Visa and Samsung will work with carriers, financial institutions and retailers around the world to make Visa’s contactless technology available to more mobile users worldwide.
Consumers will be able to make mobile contactless payments before and during the games in London and in other countries around the world.
Currently, Visa mobile payments are being rolled out in various countries worldwide, including Australia, Canada, Czech Republic, Brazil, France, Hong Kong, Italy, Malaysia, Poland, Singapore, Spain, Slovakia, Switzerland, Turkey, Britain and the United States.
“One of the reasons we’re so excited about the Olympics is that it generates a lot of excitement among consumers,” Ms. Janes said. “We will use our assets both at the games and around the city of London to get the word out, and the athletes using the NFC-enabled Olympic phones will generate consumer excitement as well.”
Visa is working with banks and retailers worldwide to increase acceptance for Visa contactless cards and NFC-enabled mobile phones.
Samsung and Visa will work together to provide the contactless-enabled Olympics handset to Visa and Samsung-sponsored athletes as part of this initiative.
The partners also plan to make the handset available for consumers to buy through mobile wireless carriers and other retail outlets and distributors.
A Visa-enabled SIM card will be required for use with the device in order to make purchases at retailers who have the contactless payment system.

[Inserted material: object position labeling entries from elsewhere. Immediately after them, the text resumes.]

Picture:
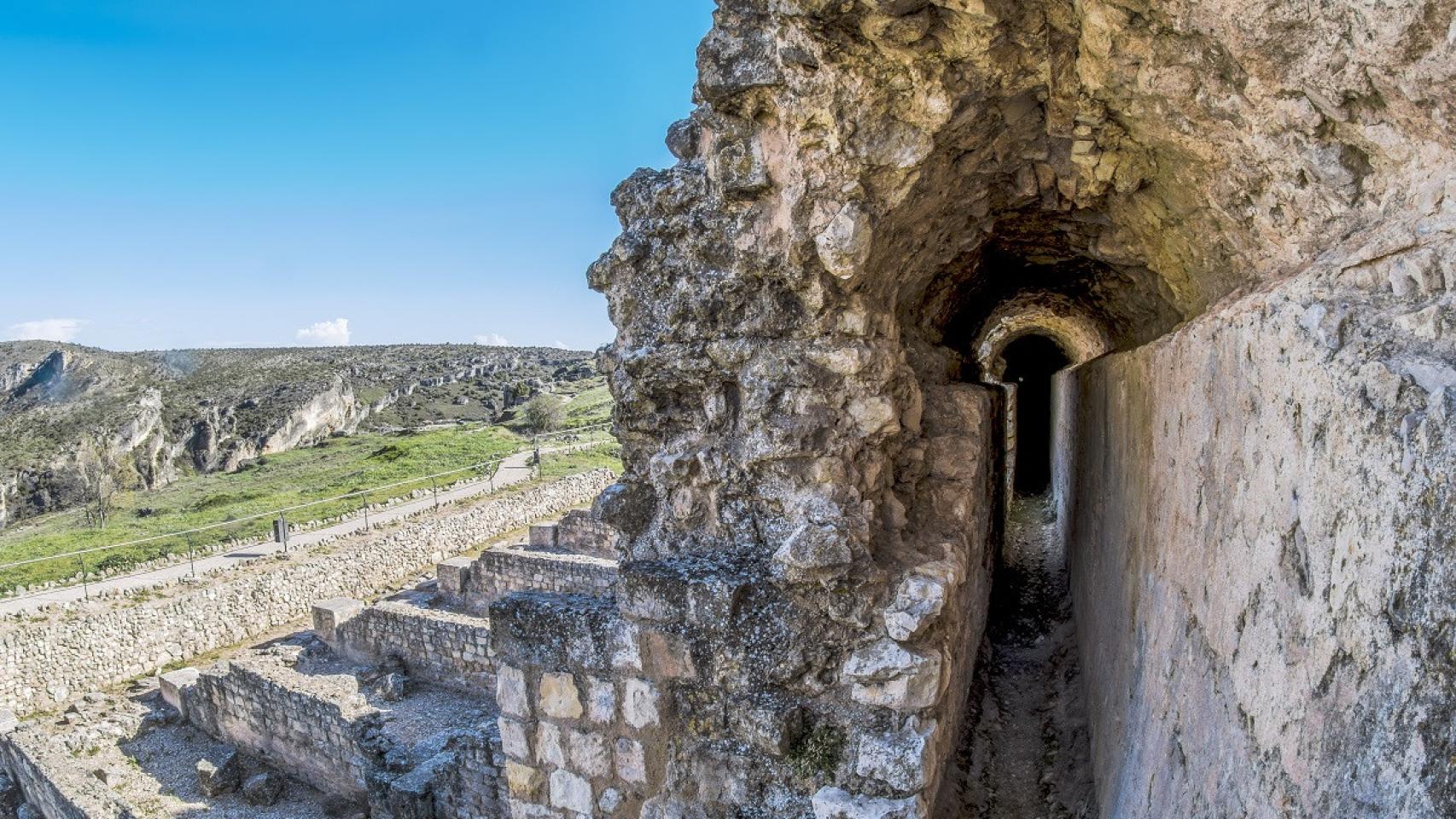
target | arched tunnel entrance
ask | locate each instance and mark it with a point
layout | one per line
(1022, 311)
(1031, 361)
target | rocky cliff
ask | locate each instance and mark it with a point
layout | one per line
(146, 418)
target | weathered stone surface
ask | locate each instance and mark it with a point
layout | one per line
(900, 759)
(888, 674)
(836, 804)
(571, 792)
(114, 642)
(262, 789)
(559, 695)
(510, 691)
(216, 779)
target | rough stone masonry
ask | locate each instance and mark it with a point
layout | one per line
(1249, 202)
(1237, 218)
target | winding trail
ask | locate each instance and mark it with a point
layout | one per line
(515, 468)
(1024, 750)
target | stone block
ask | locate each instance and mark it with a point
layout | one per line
(559, 697)
(626, 652)
(262, 789)
(917, 602)
(216, 779)
(550, 748)
(532, 810)
(571, 792)
(455, 577)
(602, 700)
(667, 655)
(542, 536)
(515, 738)
(511, 693)
(329, 614)
(631, 761)
(173, 685)
(899, 758)
(610, 800)
(639, 703)
(890, 676)
(766, 723)
(523, 781)
(836, 804)
(590, 754)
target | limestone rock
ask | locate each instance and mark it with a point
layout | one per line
(262, 789)
(887, 674)
(216, 779)
(837, 804)
(916, 604)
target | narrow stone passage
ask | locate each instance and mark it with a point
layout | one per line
(1024, 751)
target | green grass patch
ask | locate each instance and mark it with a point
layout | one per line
(590, 406)
(282, 479)
(561, 464)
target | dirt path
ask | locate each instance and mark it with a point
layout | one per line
(515, 468)
(1024, 750)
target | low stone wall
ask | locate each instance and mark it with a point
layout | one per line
(53, 783)
(472, 786)
(579, 726)
(313, 728)
(44, 664)
(579, 531)
(440, 646)
(500, 572)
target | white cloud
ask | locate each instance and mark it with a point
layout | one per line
(326, 334)
(45, 329)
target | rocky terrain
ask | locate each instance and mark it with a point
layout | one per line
(70, 414)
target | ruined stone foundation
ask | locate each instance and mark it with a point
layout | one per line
(1237, 226)
(1028, 409)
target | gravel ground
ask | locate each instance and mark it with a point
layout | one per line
(162, 780)
(427, 712)
(1025, 746)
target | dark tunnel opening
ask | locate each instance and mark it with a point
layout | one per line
(1031, 361)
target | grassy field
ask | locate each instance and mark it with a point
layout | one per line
(335, 468)
(591, 404)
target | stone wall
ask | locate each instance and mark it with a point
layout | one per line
(43, 664)
(1261, 515)
(54, 783)
(315, 728)
(579, 726)
(583, 532)
(500, 572)
(440, 646)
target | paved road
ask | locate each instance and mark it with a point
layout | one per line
(513, 470)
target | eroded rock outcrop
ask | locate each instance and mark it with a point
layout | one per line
(862, 189)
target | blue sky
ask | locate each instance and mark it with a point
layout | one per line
(237, 173)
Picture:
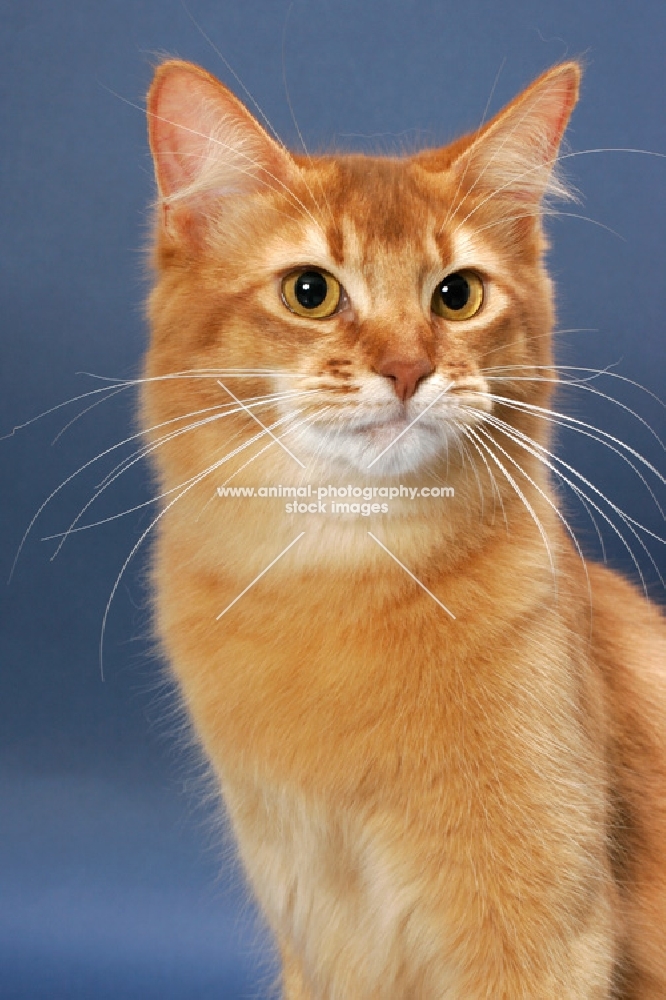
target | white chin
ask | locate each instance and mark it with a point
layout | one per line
(381, 450)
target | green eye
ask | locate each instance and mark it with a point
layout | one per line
(459, 296)
(311, 292)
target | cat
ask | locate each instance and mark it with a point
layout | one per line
(439, 733)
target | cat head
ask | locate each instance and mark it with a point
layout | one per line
(365, 308)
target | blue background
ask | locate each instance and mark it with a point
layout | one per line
(115, 880)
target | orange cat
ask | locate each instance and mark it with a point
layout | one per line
(439, 735)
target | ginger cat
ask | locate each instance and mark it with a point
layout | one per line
(440, 736)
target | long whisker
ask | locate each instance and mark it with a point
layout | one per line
(576, 423)
(190, 485)
(59, 406)
(148, 503)
(505, 472)
(553, 462)
(254, 401)
(558, 422)
(73, 475)
(143, 453)
(491, 474)
(582, 383)
(543, 494)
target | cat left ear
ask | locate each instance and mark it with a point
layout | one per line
(205, 143)
(515, 155)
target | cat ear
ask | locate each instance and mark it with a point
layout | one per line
(515, 156)
(204, 142)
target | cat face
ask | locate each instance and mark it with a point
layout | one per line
(364, 299)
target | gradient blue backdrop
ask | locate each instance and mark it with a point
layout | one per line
(113, 878)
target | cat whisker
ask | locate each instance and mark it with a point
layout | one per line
(583, 426)
(528, 506)
(229, 407)
(74, 527)
(544, 495)
(107, 389)
(138, 456)
(190, 484)
(577, 382)
(257, 420)
(491, 475)
(558, 422)
(553, 462)
(78, 471)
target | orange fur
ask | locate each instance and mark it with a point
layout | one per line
(426, 806)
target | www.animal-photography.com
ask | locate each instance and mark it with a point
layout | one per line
(333, 651)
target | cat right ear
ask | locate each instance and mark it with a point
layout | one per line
(206, 144)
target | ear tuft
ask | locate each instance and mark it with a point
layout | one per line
(204, 141)
(515, 156)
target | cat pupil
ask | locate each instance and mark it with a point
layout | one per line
(455, 291)
(311, 289)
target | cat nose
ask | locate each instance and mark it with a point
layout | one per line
(406, 375)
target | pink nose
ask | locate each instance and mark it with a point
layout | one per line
(406, 375)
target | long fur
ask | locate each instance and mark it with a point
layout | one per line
(429, 805)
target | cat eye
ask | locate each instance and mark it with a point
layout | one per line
(311, 292)
(459, 296)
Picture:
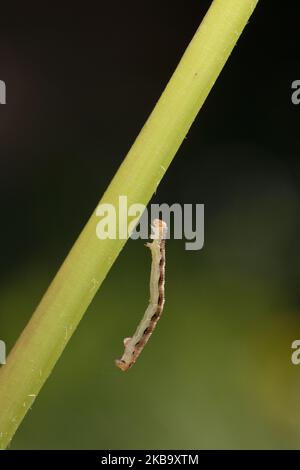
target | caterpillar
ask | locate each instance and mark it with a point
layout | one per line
(135, 345)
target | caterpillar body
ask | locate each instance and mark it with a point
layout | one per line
(135, 345)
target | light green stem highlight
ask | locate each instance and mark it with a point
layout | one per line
(66, 300)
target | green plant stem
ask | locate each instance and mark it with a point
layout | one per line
(66, 300)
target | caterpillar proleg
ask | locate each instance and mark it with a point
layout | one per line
(135, 345)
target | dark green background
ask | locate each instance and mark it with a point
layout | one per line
(217, 373)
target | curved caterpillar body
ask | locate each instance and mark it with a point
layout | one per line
(135, 345)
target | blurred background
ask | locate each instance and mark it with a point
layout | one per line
(217, 373)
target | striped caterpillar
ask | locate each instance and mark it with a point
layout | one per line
(135, 345)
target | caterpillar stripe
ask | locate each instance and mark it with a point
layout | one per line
(135, 345)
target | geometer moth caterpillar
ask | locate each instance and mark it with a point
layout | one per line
(135, 345)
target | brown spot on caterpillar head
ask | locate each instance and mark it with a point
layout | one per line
(125, 341)
(154, 316)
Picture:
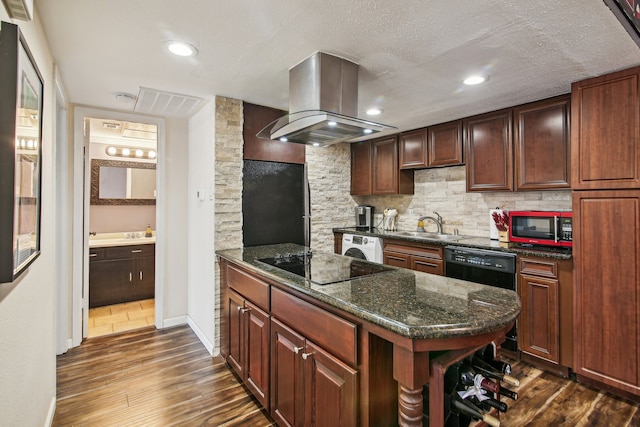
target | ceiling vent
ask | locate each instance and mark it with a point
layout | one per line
(166, 104)
(19, 9)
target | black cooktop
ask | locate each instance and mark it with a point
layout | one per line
(323, 269)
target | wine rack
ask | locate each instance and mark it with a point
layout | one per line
(445, 381)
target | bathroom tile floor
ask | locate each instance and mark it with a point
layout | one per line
(116, 318)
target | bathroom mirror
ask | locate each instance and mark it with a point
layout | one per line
(116, 182)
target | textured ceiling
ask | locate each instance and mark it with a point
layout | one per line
(413, 54)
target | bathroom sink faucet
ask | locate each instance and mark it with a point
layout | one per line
(437, 220)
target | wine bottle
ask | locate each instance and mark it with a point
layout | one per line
(468, 377)
(487, 370)
(465, 407)
(508, 393)
(489, 403)
(500, 366)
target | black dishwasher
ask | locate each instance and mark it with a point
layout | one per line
(486, 267)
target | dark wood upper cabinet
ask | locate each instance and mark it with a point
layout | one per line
(413, 149)
(439, 145)
(541, 144)
(375, 169)
(387, 176)
(488, 151)
(605, 131)
(445, 144)
(385, 166)
(256, 117)
(361, 169)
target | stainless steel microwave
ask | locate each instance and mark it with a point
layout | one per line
(546, 228)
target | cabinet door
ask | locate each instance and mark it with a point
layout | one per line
(427, 265)
(607, 287)
(413, 149)
(605, 131)
(445, 144)
(287, 377)
(385, 166)
(234, 307)
(396, 259)
(111, 282)
(539, 326)
(331, 390)
(361, 172)
(145, 275)
(541, 142)
(257, 355)
(488, 153)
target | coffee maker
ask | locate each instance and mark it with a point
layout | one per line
(364, 217)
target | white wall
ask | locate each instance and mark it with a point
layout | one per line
(201, 255)
(27, 318)
(174, 205)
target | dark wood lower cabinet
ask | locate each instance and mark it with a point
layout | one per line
(606, 252)
(121, 274)
(248, 344)
(425, 258)
(309, 386)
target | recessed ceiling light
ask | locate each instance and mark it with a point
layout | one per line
(181, 48)
(474, 80)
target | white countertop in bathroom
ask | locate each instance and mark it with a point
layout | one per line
(102, 240)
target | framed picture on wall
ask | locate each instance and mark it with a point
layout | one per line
(20, 154)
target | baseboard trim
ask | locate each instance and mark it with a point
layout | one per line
(175, 321)
(52, 411)
(201, 336)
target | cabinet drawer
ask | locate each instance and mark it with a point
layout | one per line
(129, 251)
(96, 254)
(253, 289)
(536, 267)
(334, 334)
(434, 252)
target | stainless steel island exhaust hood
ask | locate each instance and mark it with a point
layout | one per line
(323, 104)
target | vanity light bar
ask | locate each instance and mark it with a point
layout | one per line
(26, 143)
(130, 152)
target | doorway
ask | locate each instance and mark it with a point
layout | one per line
(122, 223)
(115, 137)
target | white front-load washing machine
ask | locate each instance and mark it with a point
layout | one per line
(363, 247)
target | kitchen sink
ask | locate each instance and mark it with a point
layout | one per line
(430, 236)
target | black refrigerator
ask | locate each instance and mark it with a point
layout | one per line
(275, 203)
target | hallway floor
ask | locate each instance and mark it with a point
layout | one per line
(112, 319)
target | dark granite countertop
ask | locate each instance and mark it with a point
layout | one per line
(409, 303)
(467, 241)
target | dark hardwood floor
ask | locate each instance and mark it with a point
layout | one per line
(167, 378)
(150, 377)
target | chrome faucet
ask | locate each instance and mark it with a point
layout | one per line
(437, 220)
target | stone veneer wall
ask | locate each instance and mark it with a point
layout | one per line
(329, 172)
(444, 190)
(228, 187)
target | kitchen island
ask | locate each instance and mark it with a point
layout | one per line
(358, 348)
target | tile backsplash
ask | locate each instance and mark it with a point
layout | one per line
(444, 190)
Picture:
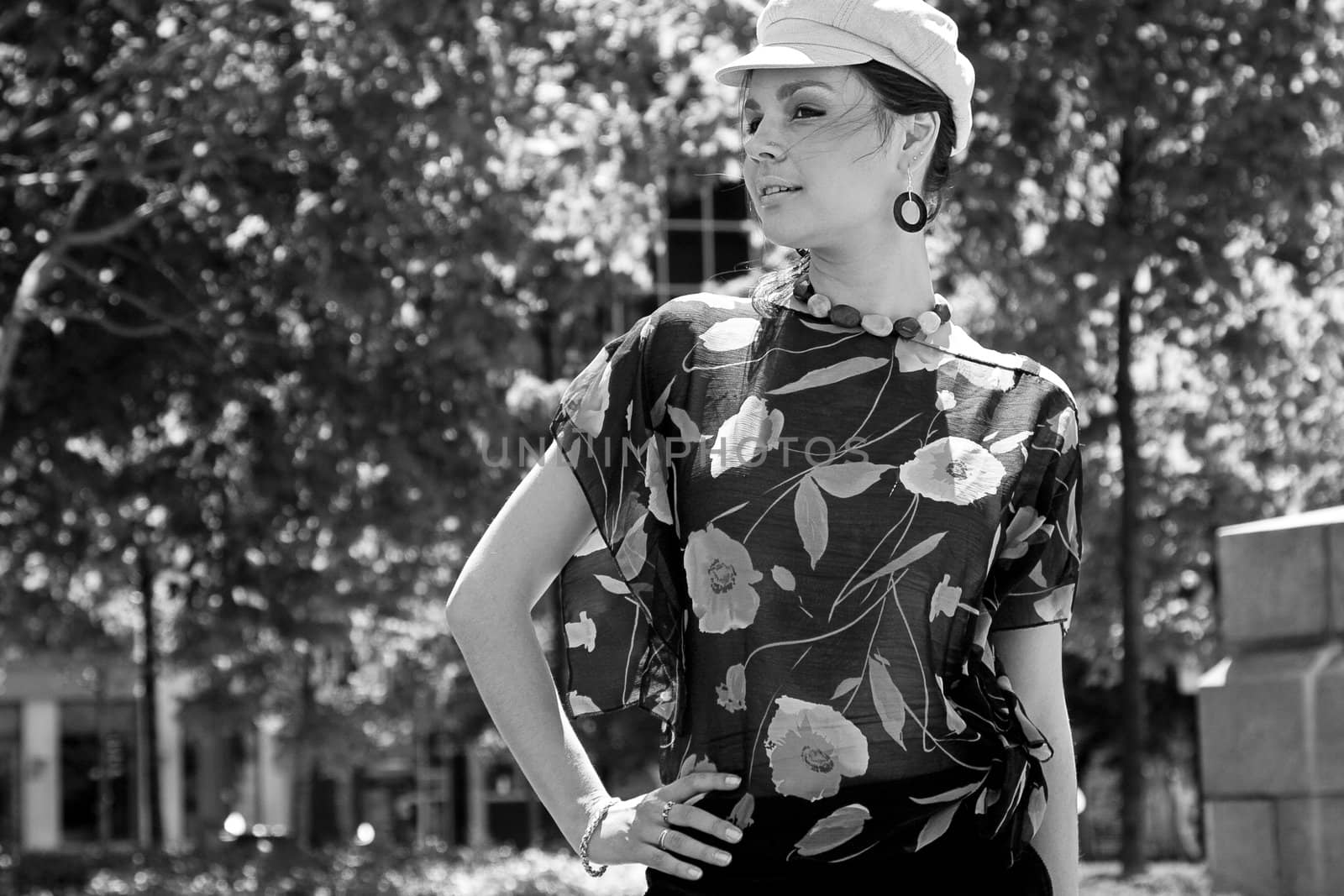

Samsung claims that it launched one of the first commercial NFC phones in France in 2010. It then unveiled what it claims is the industry’s first Android phone equipped with NFC capabilities last year, the Google Nexus S, followed by the NFC-enabled bada smartphone, introduced at Mobile World Congress 2011.
So when is that next inflection point when contactless mobile payments will really reach the mainstream? Visa believes sooner rather than later.
“Visa does have commercial contactless mobile payments in select countries, and we are really optimistic about all off the momentum we’ve seen,” Ms. Janes said. “What we’re hearing is big moves by a lot of the key stakeholders in terms of developing the technology, and we see more NFC-enabled handsets being shipped and more software available on more phones.
“Our approach is relatively technology-agnostic, as the [NFC chip] will sit on the SIM, but we are also using Micro SD cards,” she said. “We want to partner with various companies to get the widest reach possible for Visa contactless payments, and we’re seeing the right movement in the ecosystem.
“The hurdles are decreasing in terms of consumers adopting contactless mobile payments.”
This is small-scale deployment with some experimental flavor, according to a Gartner analyst.
“Please note there is no mention of bank and carrier partners,” said Sandy Shen, Shanghai, China-based senior analsyst at Gartner. “We will see similar announcements in coming days as some banks and carriers are working on their own deals.
“A good test of whether these services are successful is to see whether people would keep using it after the Olympics,” she said.